The conversation went on to a comparison of our films with the musical genre of the West. Bhardwaj shed light on the realistic way of doing lip-sync like how he did with ‘Jag Ja Ri Gudiya’ in Omkara. The song was first recorded (in Suresh Wadkar’s voice), then used for the shoot, and then on post-production, the ambient sound was removed and re-recorded with Wadkar and a layering of Ajay Devgn’s whispering was added.
Times are a’ changing
“If you have a lip-sync song, then it has to be absolutely connected to the character – the singer must sing on that character; they have to be the voice,” said Marcom. “But if the song goes into the background, the playback singer gets to be her/himself.” Also, when Kishore Kumar lip-synced for Pran, he used to modulate his voice. Now a young Arijit Singh sings almost similarly for Ranbir Kapoor as well as Shah Rukh Khan. “Perhaps, now the balance is shifting,” added Marcom about the singers gaining more clout and concomitant ego.

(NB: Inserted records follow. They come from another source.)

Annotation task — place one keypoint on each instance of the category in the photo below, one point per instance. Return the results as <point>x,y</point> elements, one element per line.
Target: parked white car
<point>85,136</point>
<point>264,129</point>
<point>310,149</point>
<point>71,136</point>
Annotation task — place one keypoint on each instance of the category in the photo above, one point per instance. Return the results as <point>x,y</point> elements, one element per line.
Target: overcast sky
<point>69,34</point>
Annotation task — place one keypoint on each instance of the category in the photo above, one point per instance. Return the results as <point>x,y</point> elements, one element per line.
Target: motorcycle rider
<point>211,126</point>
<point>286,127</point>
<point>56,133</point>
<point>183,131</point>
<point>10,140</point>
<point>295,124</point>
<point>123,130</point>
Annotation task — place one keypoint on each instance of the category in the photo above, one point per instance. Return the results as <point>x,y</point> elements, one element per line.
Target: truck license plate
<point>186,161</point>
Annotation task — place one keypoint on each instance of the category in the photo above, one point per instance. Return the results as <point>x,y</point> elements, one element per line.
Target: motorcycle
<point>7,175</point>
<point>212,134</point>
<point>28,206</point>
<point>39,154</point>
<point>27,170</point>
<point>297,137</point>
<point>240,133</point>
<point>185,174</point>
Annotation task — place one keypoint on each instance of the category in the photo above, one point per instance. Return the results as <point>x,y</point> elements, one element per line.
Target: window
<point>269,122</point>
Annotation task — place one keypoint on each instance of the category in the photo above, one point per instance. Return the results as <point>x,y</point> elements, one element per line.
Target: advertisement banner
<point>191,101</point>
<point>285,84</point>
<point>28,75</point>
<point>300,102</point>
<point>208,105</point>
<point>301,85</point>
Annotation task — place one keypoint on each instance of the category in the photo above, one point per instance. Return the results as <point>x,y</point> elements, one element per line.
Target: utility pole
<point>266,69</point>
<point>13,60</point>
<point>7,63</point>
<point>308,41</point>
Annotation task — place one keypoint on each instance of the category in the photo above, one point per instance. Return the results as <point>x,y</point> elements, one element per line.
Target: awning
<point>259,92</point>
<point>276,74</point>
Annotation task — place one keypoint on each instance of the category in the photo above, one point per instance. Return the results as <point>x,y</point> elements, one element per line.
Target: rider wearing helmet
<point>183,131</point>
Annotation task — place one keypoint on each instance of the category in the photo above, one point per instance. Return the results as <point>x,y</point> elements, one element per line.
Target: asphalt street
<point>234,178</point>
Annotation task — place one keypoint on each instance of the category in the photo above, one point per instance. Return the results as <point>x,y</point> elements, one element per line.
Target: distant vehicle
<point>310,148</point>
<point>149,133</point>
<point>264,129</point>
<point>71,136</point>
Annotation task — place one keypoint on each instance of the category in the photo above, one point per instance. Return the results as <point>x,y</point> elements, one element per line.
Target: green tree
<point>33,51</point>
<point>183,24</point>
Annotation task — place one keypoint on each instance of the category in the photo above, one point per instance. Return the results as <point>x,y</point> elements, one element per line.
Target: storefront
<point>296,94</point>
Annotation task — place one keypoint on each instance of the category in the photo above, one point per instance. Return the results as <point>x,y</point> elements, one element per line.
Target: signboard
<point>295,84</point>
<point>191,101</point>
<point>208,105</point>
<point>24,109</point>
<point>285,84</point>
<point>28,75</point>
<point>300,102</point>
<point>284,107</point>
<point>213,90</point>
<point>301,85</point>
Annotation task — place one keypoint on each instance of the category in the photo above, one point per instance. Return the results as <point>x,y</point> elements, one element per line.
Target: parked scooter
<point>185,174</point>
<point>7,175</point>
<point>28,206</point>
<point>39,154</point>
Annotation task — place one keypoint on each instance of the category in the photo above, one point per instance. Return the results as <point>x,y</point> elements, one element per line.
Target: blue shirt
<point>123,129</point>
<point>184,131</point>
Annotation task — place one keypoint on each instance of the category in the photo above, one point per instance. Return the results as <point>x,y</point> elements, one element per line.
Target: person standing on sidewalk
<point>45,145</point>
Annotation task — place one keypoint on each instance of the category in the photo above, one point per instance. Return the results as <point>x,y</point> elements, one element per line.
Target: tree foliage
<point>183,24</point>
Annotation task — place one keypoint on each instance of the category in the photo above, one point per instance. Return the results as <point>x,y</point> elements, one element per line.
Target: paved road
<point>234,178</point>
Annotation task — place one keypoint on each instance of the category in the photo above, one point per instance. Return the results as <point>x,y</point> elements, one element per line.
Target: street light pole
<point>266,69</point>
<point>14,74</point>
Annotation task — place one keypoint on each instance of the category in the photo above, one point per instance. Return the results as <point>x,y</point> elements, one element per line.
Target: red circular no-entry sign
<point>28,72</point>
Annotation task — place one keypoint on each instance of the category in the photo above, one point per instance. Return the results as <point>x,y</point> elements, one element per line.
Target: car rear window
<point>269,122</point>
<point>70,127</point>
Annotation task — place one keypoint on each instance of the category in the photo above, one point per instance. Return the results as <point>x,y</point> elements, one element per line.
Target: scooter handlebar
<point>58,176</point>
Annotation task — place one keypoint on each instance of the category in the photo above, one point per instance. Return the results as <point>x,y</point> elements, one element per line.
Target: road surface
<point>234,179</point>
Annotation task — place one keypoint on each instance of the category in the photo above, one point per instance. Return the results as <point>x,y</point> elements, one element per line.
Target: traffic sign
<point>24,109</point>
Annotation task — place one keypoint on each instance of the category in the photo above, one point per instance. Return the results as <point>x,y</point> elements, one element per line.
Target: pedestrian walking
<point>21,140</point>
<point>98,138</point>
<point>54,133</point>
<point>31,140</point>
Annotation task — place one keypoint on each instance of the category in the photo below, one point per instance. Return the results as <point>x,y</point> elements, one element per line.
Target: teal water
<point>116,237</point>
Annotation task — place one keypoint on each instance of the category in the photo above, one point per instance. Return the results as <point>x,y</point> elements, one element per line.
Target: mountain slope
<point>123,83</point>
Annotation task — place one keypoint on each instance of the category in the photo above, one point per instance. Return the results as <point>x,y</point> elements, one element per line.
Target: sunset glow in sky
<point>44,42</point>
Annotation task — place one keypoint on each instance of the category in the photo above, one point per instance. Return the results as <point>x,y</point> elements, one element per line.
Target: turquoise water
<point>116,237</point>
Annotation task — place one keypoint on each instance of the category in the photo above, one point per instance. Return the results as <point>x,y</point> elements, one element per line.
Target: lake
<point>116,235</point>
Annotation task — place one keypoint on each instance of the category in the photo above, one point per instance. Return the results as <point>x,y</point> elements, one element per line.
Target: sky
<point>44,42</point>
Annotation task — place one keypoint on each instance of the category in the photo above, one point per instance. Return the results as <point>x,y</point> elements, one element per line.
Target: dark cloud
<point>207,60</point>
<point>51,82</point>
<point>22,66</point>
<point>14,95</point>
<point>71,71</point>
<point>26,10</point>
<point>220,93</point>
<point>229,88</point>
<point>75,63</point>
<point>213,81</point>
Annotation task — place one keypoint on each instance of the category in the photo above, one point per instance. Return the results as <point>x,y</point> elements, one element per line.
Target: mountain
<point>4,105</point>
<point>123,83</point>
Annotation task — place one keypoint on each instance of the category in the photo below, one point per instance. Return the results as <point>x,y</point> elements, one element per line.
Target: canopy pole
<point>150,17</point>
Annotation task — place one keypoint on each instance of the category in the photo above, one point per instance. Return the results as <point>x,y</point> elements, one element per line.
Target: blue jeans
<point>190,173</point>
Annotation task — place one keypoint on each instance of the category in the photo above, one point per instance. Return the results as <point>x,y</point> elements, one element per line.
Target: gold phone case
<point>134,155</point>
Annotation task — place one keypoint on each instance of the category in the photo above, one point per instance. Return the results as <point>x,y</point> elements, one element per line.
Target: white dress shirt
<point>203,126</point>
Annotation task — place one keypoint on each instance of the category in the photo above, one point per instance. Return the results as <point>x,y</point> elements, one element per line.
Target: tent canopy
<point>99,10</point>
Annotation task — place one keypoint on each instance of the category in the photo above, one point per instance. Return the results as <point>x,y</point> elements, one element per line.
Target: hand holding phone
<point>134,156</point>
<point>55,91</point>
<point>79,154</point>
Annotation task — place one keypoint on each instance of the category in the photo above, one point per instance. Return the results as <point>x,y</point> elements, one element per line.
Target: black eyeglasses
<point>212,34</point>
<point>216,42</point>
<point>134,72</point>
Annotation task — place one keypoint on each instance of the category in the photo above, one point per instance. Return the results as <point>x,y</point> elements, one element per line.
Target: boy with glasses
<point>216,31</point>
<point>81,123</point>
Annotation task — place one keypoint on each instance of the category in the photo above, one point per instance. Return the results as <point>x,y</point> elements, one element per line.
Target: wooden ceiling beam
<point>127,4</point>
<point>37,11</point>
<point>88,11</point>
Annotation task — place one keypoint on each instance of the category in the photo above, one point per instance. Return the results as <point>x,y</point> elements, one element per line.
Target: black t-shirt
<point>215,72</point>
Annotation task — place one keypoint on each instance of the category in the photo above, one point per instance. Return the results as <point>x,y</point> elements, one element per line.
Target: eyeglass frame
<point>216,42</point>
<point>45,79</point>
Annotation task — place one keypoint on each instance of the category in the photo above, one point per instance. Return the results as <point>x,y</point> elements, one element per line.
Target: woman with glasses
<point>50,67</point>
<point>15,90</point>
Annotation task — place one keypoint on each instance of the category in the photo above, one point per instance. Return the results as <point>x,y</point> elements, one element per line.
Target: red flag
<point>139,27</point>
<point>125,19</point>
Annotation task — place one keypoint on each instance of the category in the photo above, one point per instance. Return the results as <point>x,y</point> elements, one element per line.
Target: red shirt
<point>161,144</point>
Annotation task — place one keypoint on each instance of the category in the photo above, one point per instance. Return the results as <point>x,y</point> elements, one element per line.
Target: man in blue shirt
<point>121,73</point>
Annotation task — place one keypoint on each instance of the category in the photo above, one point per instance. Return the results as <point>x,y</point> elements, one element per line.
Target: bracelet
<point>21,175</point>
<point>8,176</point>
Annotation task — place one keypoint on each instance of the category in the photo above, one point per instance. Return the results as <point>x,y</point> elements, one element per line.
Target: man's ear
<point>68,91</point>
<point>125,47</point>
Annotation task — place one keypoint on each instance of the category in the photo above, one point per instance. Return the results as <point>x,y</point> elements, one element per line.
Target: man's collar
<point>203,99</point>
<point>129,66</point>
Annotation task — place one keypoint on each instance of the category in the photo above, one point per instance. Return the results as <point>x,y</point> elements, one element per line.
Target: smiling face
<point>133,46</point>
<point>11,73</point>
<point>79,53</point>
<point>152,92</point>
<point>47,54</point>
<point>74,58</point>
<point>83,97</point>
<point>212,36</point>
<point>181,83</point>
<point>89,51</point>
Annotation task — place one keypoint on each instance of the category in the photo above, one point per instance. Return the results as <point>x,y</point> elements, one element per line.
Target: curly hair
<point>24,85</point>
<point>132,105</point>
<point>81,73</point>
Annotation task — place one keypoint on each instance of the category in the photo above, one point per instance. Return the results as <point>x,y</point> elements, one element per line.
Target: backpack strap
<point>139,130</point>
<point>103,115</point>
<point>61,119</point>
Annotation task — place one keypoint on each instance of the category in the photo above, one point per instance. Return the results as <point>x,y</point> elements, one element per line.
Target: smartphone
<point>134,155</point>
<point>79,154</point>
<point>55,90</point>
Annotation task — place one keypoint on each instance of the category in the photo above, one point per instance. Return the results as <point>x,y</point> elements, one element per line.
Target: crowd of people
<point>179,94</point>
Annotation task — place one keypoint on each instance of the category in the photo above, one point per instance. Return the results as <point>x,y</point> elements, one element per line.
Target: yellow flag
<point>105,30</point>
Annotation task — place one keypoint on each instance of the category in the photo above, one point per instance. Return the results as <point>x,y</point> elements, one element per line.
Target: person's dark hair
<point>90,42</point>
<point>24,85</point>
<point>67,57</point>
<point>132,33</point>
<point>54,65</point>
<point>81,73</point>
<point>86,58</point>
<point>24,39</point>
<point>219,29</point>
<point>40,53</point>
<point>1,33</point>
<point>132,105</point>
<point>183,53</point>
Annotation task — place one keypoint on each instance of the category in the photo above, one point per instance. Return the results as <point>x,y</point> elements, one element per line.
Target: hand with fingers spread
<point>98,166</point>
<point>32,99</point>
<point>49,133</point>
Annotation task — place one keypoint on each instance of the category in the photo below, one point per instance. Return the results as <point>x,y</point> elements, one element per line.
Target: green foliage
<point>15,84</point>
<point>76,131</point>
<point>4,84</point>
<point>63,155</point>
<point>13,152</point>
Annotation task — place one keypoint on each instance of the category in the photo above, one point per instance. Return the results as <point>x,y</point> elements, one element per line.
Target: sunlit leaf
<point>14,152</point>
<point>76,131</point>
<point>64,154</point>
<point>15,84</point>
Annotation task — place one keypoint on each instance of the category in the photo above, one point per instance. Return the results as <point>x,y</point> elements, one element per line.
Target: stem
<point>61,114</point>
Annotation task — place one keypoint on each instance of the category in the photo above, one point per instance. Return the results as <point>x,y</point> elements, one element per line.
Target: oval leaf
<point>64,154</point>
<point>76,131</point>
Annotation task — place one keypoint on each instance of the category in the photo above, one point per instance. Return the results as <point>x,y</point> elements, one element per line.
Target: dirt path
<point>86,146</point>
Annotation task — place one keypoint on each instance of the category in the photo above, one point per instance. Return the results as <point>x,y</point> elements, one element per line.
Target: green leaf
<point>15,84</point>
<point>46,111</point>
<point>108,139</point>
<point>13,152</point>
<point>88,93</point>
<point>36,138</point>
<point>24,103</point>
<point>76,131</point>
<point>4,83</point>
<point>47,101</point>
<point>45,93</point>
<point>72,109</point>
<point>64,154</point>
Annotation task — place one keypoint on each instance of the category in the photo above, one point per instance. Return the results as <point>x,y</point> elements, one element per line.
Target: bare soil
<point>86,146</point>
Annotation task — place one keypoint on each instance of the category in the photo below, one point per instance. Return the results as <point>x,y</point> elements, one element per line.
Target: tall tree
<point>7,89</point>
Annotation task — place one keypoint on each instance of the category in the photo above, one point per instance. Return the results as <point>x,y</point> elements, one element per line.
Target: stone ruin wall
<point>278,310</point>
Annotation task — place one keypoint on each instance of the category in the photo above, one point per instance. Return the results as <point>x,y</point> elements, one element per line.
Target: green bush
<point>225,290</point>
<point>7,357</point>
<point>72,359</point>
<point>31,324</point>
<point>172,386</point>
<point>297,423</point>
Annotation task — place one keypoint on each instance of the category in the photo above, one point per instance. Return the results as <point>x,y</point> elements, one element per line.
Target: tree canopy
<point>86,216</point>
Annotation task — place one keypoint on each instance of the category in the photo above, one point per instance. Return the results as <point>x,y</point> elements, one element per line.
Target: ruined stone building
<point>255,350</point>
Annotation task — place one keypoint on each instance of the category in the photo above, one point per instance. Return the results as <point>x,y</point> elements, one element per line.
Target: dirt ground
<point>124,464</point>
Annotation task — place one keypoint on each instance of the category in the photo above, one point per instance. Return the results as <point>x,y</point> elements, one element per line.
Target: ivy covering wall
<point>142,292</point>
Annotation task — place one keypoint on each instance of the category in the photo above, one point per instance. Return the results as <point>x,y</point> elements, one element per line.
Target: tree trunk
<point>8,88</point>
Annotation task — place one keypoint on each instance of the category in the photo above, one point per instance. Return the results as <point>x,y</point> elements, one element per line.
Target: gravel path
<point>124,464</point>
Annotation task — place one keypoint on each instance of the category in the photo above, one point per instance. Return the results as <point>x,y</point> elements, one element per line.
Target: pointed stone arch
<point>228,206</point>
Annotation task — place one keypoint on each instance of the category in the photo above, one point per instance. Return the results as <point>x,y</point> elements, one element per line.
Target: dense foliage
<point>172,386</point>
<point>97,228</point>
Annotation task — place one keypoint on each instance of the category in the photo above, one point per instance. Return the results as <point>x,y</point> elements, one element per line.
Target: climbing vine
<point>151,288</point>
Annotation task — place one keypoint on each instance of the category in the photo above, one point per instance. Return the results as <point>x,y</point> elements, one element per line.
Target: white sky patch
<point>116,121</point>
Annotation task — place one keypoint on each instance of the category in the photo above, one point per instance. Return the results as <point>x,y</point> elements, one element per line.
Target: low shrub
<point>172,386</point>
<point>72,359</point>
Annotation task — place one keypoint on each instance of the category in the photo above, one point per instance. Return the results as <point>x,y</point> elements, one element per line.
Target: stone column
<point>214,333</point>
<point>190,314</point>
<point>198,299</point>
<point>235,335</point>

Lip-syncing in a musical is, of course, more of a stylistic nature. Is that the reason why such films don’t have a ready audience in India? Recent examples being Mirzya and Jagga Jasoos. Bhardwaj, who was in no-holds-barred mood, wished that the Jagga Jasoos director Anurag Basu was there (as originally planned for the panel): “I wish Basu was here so that I could tell him his film flopped not because it was a musical but because it was not a good script.”
He even went on to express disdain for much that he perceived wrong with contemporary Hindi film music. The incorrect lyric-writing, for instance. He pointed out how the phrase “usse mayassar kar bhi aao”, from his singer-wife Rekha Bhardwaj’s song ‘Phir Le Aaya Dil’ (Barfi), is a wrong Urdu expression. He even had a bone to pick with incorrect diction, (‘Ghum hai’) in a song, ‘Ikk Kudi’, from his own protégé Abhishek Chaubey’s film Udta Punjab. “I feel like breaking the speakers whenever I hear that song,” he erupted. The audience listened on.